Zomato has now chalked up two successive profitable quarters, focusing on improving efficiency as it handles more orders and a wider network of restaurants. The online food-ordering platform still has a number of challenges on its plate – getting restaurants to agree with its policies, driving up customer acquisition in a country that still loves to cook at home, and ensuring the overall well-being of its delivery riders. At the company headquarters in Gurugram, Rakesh Ranjan, CEO, Food Delivery, Zomato, spoke at length on the evolving restaurant landscape, inflation, the company’s plans to get more customers to order more frequently, and on chasing profitability.
Edited excerpts: There are a few things that have happened right. One is that our internal efficiency has improved significantly. For example, because now we are doing more orders than what we were doing a few quarters ago, we are operating with a dense network of delivery partners and a more dense network of restaurants.

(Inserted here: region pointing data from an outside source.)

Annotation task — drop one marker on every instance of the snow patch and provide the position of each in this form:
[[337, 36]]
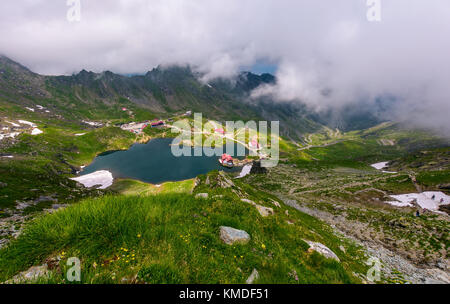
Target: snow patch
[[382, 165], [103, 178], [10, 135], [379, 166], [24, 122], [14, 124], [245, 171], [424, 200]]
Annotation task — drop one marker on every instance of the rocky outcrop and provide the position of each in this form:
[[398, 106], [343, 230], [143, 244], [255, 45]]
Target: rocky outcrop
[[264, 211], [232, 236], [257, 168]]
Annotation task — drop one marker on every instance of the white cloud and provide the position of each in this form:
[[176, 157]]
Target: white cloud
[[328, 53]]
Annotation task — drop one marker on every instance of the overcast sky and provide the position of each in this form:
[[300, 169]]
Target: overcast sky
[[326, 51]]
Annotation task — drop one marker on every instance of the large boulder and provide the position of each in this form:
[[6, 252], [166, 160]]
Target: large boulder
[[232, 236], [264, 211], [322, 249], [202, 195]]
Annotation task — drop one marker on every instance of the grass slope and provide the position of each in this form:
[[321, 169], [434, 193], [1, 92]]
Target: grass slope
[[174, 238]]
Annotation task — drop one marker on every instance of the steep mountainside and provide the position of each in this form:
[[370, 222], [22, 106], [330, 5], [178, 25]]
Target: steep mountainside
[[98, 96]]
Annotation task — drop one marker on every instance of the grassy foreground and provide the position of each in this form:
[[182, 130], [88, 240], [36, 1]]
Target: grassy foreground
[[174, 238]]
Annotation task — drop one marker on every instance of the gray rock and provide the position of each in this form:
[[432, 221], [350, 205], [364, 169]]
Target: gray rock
[[253, 277], [202, 195], [31, 274], [264, 211], [232, 236], [323, 250]]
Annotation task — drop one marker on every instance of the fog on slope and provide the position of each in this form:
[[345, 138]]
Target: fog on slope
[[329, 55]]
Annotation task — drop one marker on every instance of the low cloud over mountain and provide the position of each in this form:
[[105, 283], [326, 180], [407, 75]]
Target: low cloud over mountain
[[328, 54]]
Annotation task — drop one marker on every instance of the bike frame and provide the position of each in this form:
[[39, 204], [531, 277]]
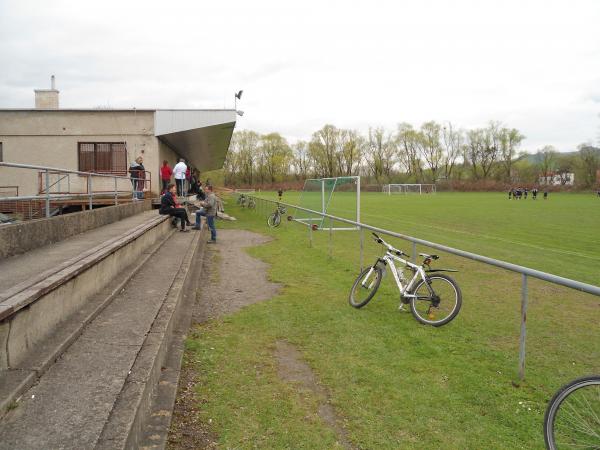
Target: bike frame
[[389, 260]]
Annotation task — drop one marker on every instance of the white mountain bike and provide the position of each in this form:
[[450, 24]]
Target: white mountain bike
[[435, 299], [572, 419]]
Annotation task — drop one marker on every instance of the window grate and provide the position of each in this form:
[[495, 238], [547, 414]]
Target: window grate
[[103, 157]]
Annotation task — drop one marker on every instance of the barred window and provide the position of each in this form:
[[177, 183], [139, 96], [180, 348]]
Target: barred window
[[103, 157]]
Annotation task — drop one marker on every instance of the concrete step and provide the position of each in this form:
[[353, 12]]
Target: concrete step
[[98, 393]]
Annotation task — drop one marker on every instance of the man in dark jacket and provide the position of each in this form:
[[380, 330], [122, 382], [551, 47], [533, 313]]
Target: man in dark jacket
[[168, 205]]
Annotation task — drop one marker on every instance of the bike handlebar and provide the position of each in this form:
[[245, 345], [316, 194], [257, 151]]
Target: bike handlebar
[[377, 239]]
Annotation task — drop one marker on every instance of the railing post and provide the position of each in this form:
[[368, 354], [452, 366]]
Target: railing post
[[116, 194], [90, 190], [47, 193], [362, 244], [330, 238], [523, 328]]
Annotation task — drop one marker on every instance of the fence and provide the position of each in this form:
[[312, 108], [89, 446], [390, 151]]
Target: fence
[[51, 180], [261, 204]]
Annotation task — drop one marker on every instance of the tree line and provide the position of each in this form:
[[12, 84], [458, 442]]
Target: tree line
[[432, 153]]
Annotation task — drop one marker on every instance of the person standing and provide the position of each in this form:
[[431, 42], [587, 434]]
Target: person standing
[[210, 211], [168, 205], [165, 175], [137, 172], [179, 173]]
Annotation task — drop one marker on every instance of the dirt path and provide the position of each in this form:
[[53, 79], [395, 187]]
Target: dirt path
[[234, 280]]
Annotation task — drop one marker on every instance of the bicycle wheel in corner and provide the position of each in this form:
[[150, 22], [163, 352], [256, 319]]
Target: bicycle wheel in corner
[[438, 303], [572, 419], [274, 220], [365, 286]]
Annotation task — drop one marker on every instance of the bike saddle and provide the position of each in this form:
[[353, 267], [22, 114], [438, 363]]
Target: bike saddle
[[425, 255]]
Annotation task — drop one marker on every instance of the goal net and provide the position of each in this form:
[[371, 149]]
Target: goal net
[[408, 189], [338, 196]]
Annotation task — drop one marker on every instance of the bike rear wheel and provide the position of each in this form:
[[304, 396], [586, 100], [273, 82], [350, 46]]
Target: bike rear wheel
[[274, 220], [572, 419], [365, 286], [439, 306]]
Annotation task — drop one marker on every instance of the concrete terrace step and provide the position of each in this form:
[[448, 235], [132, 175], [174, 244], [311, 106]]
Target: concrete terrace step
[[98, 393]]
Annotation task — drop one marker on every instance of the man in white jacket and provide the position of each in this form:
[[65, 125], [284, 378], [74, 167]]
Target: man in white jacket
[[179, 174]]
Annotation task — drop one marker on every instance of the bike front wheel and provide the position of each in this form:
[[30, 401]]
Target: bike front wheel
[[274, 220], [572, 419], [437, 302], [365, 286]]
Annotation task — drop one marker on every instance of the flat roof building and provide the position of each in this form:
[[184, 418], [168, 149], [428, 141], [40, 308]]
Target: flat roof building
[[108, 140]]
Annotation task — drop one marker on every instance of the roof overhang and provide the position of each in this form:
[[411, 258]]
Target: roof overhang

When the density of orders increases, you run shorter distances, delivery times reduce, (and) delivery partners are able to do more orders in the same amount of time, and that improves the overall efficiency of the system. But for that to happen, our systems need to be really good. What really impacts the cost economics is whether we find the best possible rider for a particular order in the shortest possible amount of time.
Just looking at the overall addressable market, everyone has to have food – whether they cook at home, go out, or get food delivered. We do know a large part of our country will continue to cook food at home. And that means that they will be ordering or buying groceries — so that remains a larger set of the market.